Wyoming Liberty Group
The Second Amendment’s Enduring Relevance
Last Friday marked the six month anniversary of the massacre at Sandy Hook Elementary School in Newtown, Connecticut. Despite a quick call to action by President Obama following the shooting, federal efforts at gun control amounted to little more than increased demand for guns and ammunition nationwide. Following the failure of a bill to require universal federal background checks for firearms purchases in the Democrat-controlled Senate, anti-gun rhetoric only became more ignorant and juvenile from certain corners.
A number of pundits marked the Newtown anniversary with opinion pieces, some with cautious (nonetheless exaggerated) optimism for gun control at the state level, others repeating the same righteous indignation against any support for gun rights. What’s most telling is that these articles all assume that the gun-control debate is taking place in a vacuum, and recent events are overshadowed by Newtown. This is simply not true.
Just days after President Obama urged the graduating class at Ohio State University to “reject these voices” that claim “tyranny’s always lurking just around the corner,” the Internal Revenue Service scandal broke, showing that the IRS targeted Tea Party and other advocacy groups for invasive scrutiny and extensive delays when they applied for tax-exempt status. Despite continuing efforts by some to sell the “real” scandal as anything but the one the IRS and President have already acknowledged, Congressional investigation continues and paints the IRS as, at best, completely insensitive to political speech and association.
In the following days, we learned that the Department of Justice obtained more than two months of information from more than 20 telephone lines at the Associated Press in a leak investigation, and named Fox News reporter James Rosen a “co-conspirator” in another leak case in order to subpoena his phone records. These both marked a seriously overbroad targeting of journalists, and by extension the free press, on the flimsy justification that the DOJ needs to do this to keep the federal government clean. Naturally, the DOJ stands by its work.
Finally, the most controversial revelation came early this month with news that the National Security Agency is indiscriminately collecting telephone records of millions of foreign and domestic calls. The NSA also has a program, Prism, that “allows officials to collect material including search history, the content of emails, file transfers and live chats” from Google, Facebook, Apple and other major companies. This unfortunately is garnering bipartisan defense in Washington (and even from Miss Alabama). Of course, coming so quickly on the tails of the IRS and DOJ scandals, it’s very difficult for many (myself included) to believe law, oversight and other safeguards will prevent these programs from being abused if indeed they’re even lawful in the first place.
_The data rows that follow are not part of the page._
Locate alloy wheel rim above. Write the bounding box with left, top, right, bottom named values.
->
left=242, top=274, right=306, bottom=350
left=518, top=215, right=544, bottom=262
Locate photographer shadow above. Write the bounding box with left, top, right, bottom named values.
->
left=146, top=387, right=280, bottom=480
The implication of these scandals on gun rights is self-evident. It is hard to say when acts of tyranny become an irredeemable tyrannical regime, and thus justification for revolution. I still believe we are far from that given the changes we can make with our other freedoms, but we must always have the option. Even with a well-armed citizenry government oversteps, and with the recent callousness by numerous federal agencies the Second Amendment is as relevant as ever.
None of this is to say that Newtown was not terrifying. But tyranny is far worse, and there are numerous public policies, some proposed right here in Wyoming, that can prevent mass shootings while respecting the right to bear arms. By ignoring recent events in discussions of Newtown and the resulting anti-gun efforts, gun-control advocates reveal a severe case of myopia that thankfully dooms their cause politically if not in principle. Nevertheless, their continuing rhetoric reveals just how far they’re willing to take the fight, and that the enduring principles of the Second Amendment will need enduring advocates.